The band name is a reference to haruspex, a priest in ancient Rome who practiced divination by examining the entrails of sacrificed animals, while the album title is also fitting for a band interested in the dualities of nature and the occult. In folklore, the hawthorn symbolizes protection and healing, while henbane is a poisonous plant associated with hallucinogenic properties and sorcery. Symbolically, these witches’ plants set the tone for an intense record that oscillates between bitter clarity and dissociative pain.
Across eight songs, roughly thirty minutes in length, Arüspex confront systemic cruelty, depicting addiction, death, oppression, and shame as the natural harvest of political and social atrocities. People often file the band under the neocrust umbrella, and it is hard to miss the fingerprints of His Hero Is Gone and Tragedy, yet a visceral streak of black metal pushes them closer to the blackened crust label. The songwriting is really varied and interesting. The vocals alternate between deep, guttural growls and scorched ’90s crust shrieks in the lineage of Nausea, Detestation, etc., and the spoken word at the beginning of “Tombs” brings classic anarcho-punk vibes; guitars shift from cavernous tremolo to hook-laden leads; the rhythm section pivots from harrowing crustcore propulsion to more expansive, sludgy passages. The production feels intentionally rough, almost like a raw black metal record, but sharp enough to reveal layering and careful dynamics.
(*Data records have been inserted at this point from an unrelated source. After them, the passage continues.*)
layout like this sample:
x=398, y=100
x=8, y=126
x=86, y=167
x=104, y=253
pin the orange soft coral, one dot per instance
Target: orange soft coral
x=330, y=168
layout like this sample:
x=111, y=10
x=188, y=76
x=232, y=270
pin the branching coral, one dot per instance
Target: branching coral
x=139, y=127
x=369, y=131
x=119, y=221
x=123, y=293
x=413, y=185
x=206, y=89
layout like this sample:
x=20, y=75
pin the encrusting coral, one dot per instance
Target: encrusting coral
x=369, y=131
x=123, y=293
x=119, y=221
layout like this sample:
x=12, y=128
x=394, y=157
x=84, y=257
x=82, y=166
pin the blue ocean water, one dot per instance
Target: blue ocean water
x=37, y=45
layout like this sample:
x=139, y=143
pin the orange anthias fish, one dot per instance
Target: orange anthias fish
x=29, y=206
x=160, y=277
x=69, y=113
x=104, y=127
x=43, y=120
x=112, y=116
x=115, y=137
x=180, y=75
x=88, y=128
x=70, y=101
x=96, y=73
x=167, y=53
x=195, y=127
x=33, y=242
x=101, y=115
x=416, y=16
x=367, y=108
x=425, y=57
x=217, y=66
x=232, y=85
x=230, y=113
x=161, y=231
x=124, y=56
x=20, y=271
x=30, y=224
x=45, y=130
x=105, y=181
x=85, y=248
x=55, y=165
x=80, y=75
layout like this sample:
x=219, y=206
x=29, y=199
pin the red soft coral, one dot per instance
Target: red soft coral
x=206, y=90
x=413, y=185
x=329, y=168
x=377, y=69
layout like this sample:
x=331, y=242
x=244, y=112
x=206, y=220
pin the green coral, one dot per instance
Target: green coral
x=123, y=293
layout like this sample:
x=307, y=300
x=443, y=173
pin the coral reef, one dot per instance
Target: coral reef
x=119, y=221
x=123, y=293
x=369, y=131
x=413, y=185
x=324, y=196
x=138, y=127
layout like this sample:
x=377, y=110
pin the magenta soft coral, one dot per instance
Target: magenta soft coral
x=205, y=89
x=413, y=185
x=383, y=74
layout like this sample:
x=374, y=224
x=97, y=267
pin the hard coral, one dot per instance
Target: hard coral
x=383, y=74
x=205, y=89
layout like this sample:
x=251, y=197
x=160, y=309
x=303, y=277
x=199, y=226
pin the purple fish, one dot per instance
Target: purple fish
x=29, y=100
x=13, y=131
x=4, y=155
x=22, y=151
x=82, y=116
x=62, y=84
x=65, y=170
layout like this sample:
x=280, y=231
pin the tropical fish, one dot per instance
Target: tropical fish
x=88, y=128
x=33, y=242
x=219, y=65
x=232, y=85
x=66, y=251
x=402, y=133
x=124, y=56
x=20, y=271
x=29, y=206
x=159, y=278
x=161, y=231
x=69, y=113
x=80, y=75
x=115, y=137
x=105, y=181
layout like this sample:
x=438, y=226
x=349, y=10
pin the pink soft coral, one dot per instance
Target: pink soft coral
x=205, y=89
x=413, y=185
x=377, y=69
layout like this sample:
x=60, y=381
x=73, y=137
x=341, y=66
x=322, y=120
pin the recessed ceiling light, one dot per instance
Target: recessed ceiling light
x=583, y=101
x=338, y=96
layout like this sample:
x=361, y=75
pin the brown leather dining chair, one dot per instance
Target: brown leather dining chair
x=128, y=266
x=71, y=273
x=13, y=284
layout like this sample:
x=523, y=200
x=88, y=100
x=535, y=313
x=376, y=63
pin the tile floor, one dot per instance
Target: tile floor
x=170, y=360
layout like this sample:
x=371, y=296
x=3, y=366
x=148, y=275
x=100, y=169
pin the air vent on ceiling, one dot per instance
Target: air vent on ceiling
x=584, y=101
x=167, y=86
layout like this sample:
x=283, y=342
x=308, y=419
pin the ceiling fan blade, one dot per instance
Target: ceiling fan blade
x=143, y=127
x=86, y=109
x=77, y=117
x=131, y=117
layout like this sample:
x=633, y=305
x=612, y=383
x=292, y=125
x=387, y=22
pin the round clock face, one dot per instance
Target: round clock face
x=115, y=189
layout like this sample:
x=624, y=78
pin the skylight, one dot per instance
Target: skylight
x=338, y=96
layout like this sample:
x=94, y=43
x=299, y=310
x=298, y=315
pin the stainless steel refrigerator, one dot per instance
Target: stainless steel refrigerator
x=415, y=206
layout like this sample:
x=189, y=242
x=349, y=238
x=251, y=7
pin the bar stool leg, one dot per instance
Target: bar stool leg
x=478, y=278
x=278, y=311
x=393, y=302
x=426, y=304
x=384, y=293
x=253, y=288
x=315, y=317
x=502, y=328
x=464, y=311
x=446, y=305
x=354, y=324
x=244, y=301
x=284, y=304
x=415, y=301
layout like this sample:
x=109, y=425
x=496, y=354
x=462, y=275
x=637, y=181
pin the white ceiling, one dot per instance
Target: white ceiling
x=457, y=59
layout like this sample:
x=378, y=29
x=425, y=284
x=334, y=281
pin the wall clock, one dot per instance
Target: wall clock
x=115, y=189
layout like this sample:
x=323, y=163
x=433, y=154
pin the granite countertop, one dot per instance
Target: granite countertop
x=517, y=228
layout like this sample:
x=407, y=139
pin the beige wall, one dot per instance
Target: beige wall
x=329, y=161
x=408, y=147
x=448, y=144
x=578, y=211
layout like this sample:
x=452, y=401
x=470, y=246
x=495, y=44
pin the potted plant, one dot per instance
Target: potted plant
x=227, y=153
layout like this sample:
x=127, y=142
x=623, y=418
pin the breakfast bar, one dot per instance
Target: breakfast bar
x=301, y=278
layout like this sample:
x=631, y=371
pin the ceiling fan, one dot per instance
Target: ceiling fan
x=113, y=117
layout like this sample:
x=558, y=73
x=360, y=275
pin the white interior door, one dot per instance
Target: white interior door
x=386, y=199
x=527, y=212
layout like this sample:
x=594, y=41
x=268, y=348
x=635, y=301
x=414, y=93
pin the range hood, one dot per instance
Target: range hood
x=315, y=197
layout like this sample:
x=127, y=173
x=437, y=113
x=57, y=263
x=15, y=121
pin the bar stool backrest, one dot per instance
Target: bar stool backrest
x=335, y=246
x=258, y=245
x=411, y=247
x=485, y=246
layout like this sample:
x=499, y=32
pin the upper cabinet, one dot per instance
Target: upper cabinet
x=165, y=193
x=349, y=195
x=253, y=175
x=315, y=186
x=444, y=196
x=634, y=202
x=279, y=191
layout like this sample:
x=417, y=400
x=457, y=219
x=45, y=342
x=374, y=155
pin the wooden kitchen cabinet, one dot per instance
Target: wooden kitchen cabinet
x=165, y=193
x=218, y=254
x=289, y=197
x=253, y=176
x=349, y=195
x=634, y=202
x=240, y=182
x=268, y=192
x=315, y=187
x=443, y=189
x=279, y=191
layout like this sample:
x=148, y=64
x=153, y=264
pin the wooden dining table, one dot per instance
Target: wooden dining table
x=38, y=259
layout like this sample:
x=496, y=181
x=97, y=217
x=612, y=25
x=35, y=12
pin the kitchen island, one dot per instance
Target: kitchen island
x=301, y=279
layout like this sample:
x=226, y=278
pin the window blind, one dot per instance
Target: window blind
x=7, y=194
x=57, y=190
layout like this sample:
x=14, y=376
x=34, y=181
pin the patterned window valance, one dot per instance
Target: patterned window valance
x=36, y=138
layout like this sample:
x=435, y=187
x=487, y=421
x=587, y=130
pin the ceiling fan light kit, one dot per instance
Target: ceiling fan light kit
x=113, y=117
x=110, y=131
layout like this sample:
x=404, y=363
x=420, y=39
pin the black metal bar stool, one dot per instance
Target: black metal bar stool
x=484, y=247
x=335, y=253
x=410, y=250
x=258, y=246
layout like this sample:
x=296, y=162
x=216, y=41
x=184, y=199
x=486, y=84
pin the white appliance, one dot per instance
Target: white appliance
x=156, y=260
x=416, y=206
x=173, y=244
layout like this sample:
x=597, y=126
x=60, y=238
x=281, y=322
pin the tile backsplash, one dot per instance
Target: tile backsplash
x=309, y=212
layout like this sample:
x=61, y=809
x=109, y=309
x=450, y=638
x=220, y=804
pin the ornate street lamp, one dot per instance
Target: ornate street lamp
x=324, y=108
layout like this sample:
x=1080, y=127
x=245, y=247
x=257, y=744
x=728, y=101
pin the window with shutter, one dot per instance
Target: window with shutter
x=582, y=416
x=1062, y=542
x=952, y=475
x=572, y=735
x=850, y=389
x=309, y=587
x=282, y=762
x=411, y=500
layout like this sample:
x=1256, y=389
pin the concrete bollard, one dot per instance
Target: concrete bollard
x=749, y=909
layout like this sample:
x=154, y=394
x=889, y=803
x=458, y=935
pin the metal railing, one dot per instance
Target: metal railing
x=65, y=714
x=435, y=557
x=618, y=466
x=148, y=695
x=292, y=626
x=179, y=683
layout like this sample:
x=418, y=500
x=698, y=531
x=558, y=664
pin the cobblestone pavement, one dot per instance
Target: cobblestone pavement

Hawthorne & Henbane comes as a crusty grimoire of grief and defiance with no promise of easy catharsis. Arüspex stare directly into every wound, name its source, and sometimes, whisper a blackened curse. Good news is the band is already working on a new EP to be released later in 2025, and one song is already streaming, suggesting that the next chapter will push their sound even further.